Introduction
The udev/udisks systems are aimed at simplifying and automating making devices/disks available to userspace application ... Yes, they can understand user defined rules via udev rules, but IMO these are for tweaking and fixing essential basic issues and not suitable for adding extra user desired features ... A better approach for such extended/advanced usage is outside udev by means of shell scripts, cron jobs, user startup applications or even custom systemd
units(services).
However, when dealing with udev rules there are a few notes that must be taken into consideration ...
First note
You haven't provided an input argument to vlc
... You need to specify a media input source e.g., in your case, the full path to the MP4 file.
Second note
vlc
requires a display server to run which might or might not be available as an environment variable for the udev rules and therefore might require explicitly setting the display server's address/name(which can be found with e.g. echo "$DISPLAY"
) environment variable directly before running the command like e.g.
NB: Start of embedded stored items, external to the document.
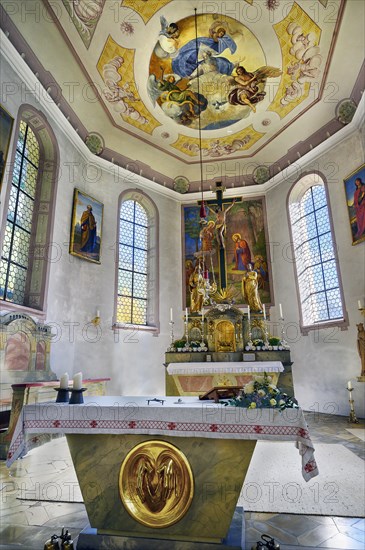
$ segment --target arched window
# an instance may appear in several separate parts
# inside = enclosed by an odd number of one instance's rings
[[[344,308],[329,205],[318,174],[301,178],[289,194],[302,328],[343,323]]]
[[[2,227],[0,299],[44,312],[58,148],[45,117],[21,107]]]
[[[119,203],[115,326],[158,332],[158,215],[140,191]]]

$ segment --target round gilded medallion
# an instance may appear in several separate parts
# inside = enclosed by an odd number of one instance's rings
[[[194,496],[190,464],[167,441],[145,441],[125,457],[119,473],[119,494],[127,512],[148,527],[180,521]]]

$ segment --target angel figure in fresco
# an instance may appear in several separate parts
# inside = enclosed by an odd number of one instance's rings
[[[178,50],[180,29],[176,23],[168,23],[163,15],[160,17],[160,23],[161,30],[158,35],[154,53],[160,59],[174,57]]]
[[[219,248],[225,248],[224,238],[226,235],[226,216],[228,212],[233,208],[235,199],[233,199],[232,204],[225,210],[220,206],[217,206],[215,209],[215,230]]]
[[[215,222],[213,220],[209,220],[209,222],[203,226],[199,233],[199,237],[202,243],[202,251],[211,252],[213,249],[213,241],[215,237]]]
[[[262,101],[266,95],[264,91],[266,80],[281,75],[281,70],[276,67],[260,67],[254,72],[248,72],[245,67],[239,65],[236,68],[236,76],[232,83],[238,84],[228,94],[231,105],[248,105],[255,113],[255,104]]]
[[[179,49],[176,57],[172,60],[174,73],[182,78],[189,77],[203,61],[199,59],[201,46],[210,48],[217,56],[227,49],[233,54],[237,49],[237,44],[227,34],[224,22],[216,21],[209,29],[209,37],[194,38]],[[215,63],[217,71],[221,74],[230,75],[234,69],[234,64],[225,57],[215,57]]]
[[[232,241],[235,243],[234,249],[234,270],[246,271],[247,266],[251,264],[251,251],[245,239],[242,239],[240,233],[232,235]]]
[[[158,101],[170,118],[179,119],[182,124],[189,124],[199,116],[200,111],[207,108],[208,102],[203,95],[186,86],[179,87],[179,80],[181,78],[174,74],[162,76],[162,79],[157,79],[151,74],[147,81],[147,90],[153,104]]]

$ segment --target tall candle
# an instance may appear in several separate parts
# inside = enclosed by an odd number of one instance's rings
[[[188,322],[188,308],[185,308],[185,320]]]
[[[251,319],[250,306],[247,307],[247,318],[248,318],[248,320]]]
[[[358,307],[359,309],[362,309],[362,303],[361,303],[361,300],[358,300],[358,301],[357,301],[357,307]]]
[[[263,309],[263,312],[264,312],[264,319],[265,319],[265,321],[266,321],[266,309],[265,309],[265,304],[263,304],[262,309]]]
[[[172,307],[170,307],[170,323],[172,323],[173,321],[173,318],[172,318]]]
[[[100,309],[96,310],[96,317],[100,317]]]
[[[73,377],[73,389],[81,390],[82,388],[82,372],[77,372]]]
[[[60,378],[60,388],[61,390],[67,390],[68,388],[68,373],[65,372]]]
[[[351,380],[349,380],[349,381],[347,382],[347,388],[348,388],[349,390],[352,390]]]
[[[283,308],[281,307],[281,304],[279,304],[279,313],[280,313],[280,319],[283,319]]]

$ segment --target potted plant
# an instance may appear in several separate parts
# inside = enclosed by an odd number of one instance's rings
[[[270,346],[272,346],[274,350],[278,349],[278,346],[280,345],[280,343],[281,343],[280,338],[276,338],[275,336],[272,336],[271,338],[269,338],[269,344]]]

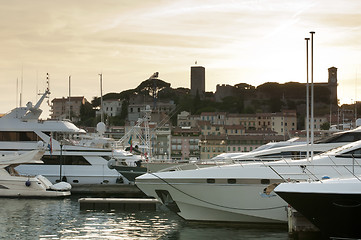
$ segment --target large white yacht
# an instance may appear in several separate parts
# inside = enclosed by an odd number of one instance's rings
[[[136,185],[186,220],[286,223],[287,203],[267,187],[274,183],[360,174],[361,141],[313,160],[219,165],[196,170],[147,173]]]
[[[108,143],[101,147],[90,144],[95,138],[84,141],[86,132],[70,121],[39,120],[40,105],[49,93],[47,89],[35,106],[29,102],[0,118],[0,154],[31,151],[37,148],[38,141],[43,141],[48,146],[42,157],[44,163],[18,166],[19,173],[41,174],[52,183],[66,180],[72,185],[123,181],[116,170],[108,168],[108,160],[136,157]],[[74,136],[83,141],[71,140]]]
[[[64,197],[70,195],[71,185],[51,182],[41,175],[22,176],[14,169],[20,164],[41,163],[43,150],[0,156],[0,197]]]

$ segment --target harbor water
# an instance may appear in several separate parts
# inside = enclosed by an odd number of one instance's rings
[[[186,222],[157,211],[83,211],[78,198],[0,199],[0,239],[289,239],[287,229]]]

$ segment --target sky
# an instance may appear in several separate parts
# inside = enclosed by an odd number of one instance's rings
[[[359,0],[0,0],[0,113],[46,88],[50,100],[137,87],[154,72],[190,87],[190,68],[217,84],[306,82],[314,35],[314,82],[338,68],[340,103],[361,100]],[[20,98],[21,93],[21,98]],[[49,107],[42,105],[43,118]]]

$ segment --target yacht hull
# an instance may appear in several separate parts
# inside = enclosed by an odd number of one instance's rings
[[[351,179],[352,180],[352,179]],[[361,182],[281,184],[277,194],[330,238],[361,237]]]
[[[287,204],[267,185],[144,183],[137,186],[158,198],[180,217],[191,221],[286,224]]]

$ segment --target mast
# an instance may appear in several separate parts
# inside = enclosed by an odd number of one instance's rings
[[[313,89],[313,35],[315,32],[311,33],[311,161],[313,161],[313,141],[314,141],[314,89]]]
[[[103,113],[103,74],[100,73],[100,121],[104,122],[104,113]]]
[[[70,112],[70,82],[71,82],[71,76],[69,76],[69,120],[71,121],[71,112]]]
[[[309,82],[308,82],[308,41],[310,38],[305,38],[306,40],[306,133],[307,133],[307,161],[309,160],[309,144],[310,144],[310,90],[309,90]]]

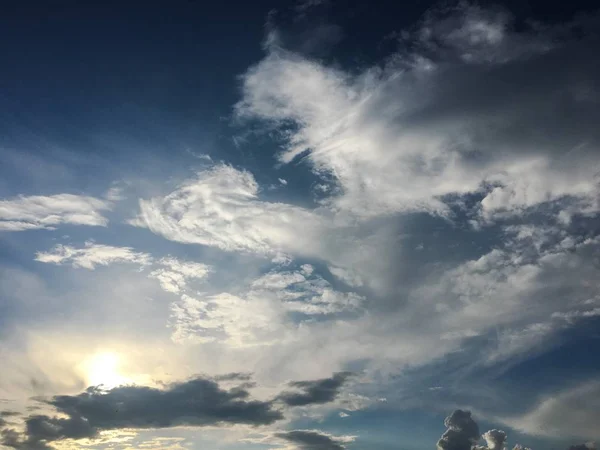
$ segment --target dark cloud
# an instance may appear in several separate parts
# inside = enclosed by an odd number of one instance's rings
[[[337,372],[331,378],[294,381],[289,386],[298,388],[300,392],[286,391],[280,394],[277,399],[288,406],[329,403],[337,397],[341,387],[352,375],[351,372]]]
[[[224,375],[217,375],[214,377],[215,381],[250,381],[252,380],[251,373],[245,372],[232,372]]]
[[[15,430],[2,430],[0,431],[0,437],[2,437],[0,441],[2,445],[14,448],[27,448],[21,442],[20,434]]]
[[[448,428],[437,443],[439,450],[471,450],[479,440],[479,426],[470,411],[457,409],[444,420]]]
[[[49,448],[62,439],[93,438],[102,430],[168,428],[178,425],[267,425],[283,416],[271,402],[249,399],[247,390],[224,390],[210,379],[195,378],[164,389],[121,386],[102,391],[88,388],[78,395],[46,401],[65,415],[31,415],[22,435],[4,430],[2,443],[14,448]]]
[[[302,450],[343,450],[341,442],[326,434],[311,430],[295,430],[277,433],[278,438],[296,444]]]
[[[437,443],[438,450],[504,450],[506,448],[506,432],[502,430],[489,430],[480,436],[479,426],[471,417],[470,411],[457,409],[446,417],[444,425],[448,429]],[[485,440],[487,446],[477,445],[480,438]],[[521,444],[516,444],[513,450],[530,449]],[[593,442],[588,442],[586,444],[572,445],[568,450],[596,450],[596,445]]]

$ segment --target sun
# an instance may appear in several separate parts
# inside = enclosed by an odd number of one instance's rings
[[[119,373],[120,357],[114,352],[102,352],[92,356],[85,364],[88,384],[105,389],[127,384],[130,380]]]

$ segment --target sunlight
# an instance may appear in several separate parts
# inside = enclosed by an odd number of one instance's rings
[[[113,352],[97,353],[86,364],[88,384],[111,389],[130,380],[119,373],[119,355]]]

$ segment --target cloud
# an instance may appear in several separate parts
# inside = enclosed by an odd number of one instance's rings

DISPLAY=":0" /bin/vlc file.mp4
.
It also launches a full GUI interface which might be more than what you actually need for such a one shot simple task ... cvlc
, however, is a headless variant of the VLC multimedia player and runs without a GUI ... So you might want to give that a try.
Third note
udev rules run as the user root
(without actual login ... So a user-runtime environment, which is needed for running userspace applications like VLC) and commands/script run under them run as root
as well ... A display server and an audio server don't usually run under root
by default ... Therefore, a currently logged-in user(other than root
) might be specified to overcome this limitation with e.g. by putting the command in an su
command string like so(changing username
to the actual desired invoking usernam):
su username -c 'DISPLAY=":0" /bin/vlc file.mp4'
Fourth note
The device that triggers your udev rule is not made available to your userspace applications as vfsmount
(Virtual FileSystem mount) or even as a device file under /dev/
until the rule triggered by it finishes executing ... Therefore if the file you want to play with that udev rule resides on the same device that triggers it then this might be an impossible situation ... See why and how to overcome this in this similar post: Different behaviour of bash script in udev
Fifth note
There are limitations to what tasks can be done from within udev ... In addition to the above mentioned filesystem mounting limitation, networking is also not available to udev rules due to security/isolation reasons ... There are, however, possible workarounds like for example launching and detaching a sub-shell to run such commands in the background as a certain privileged user.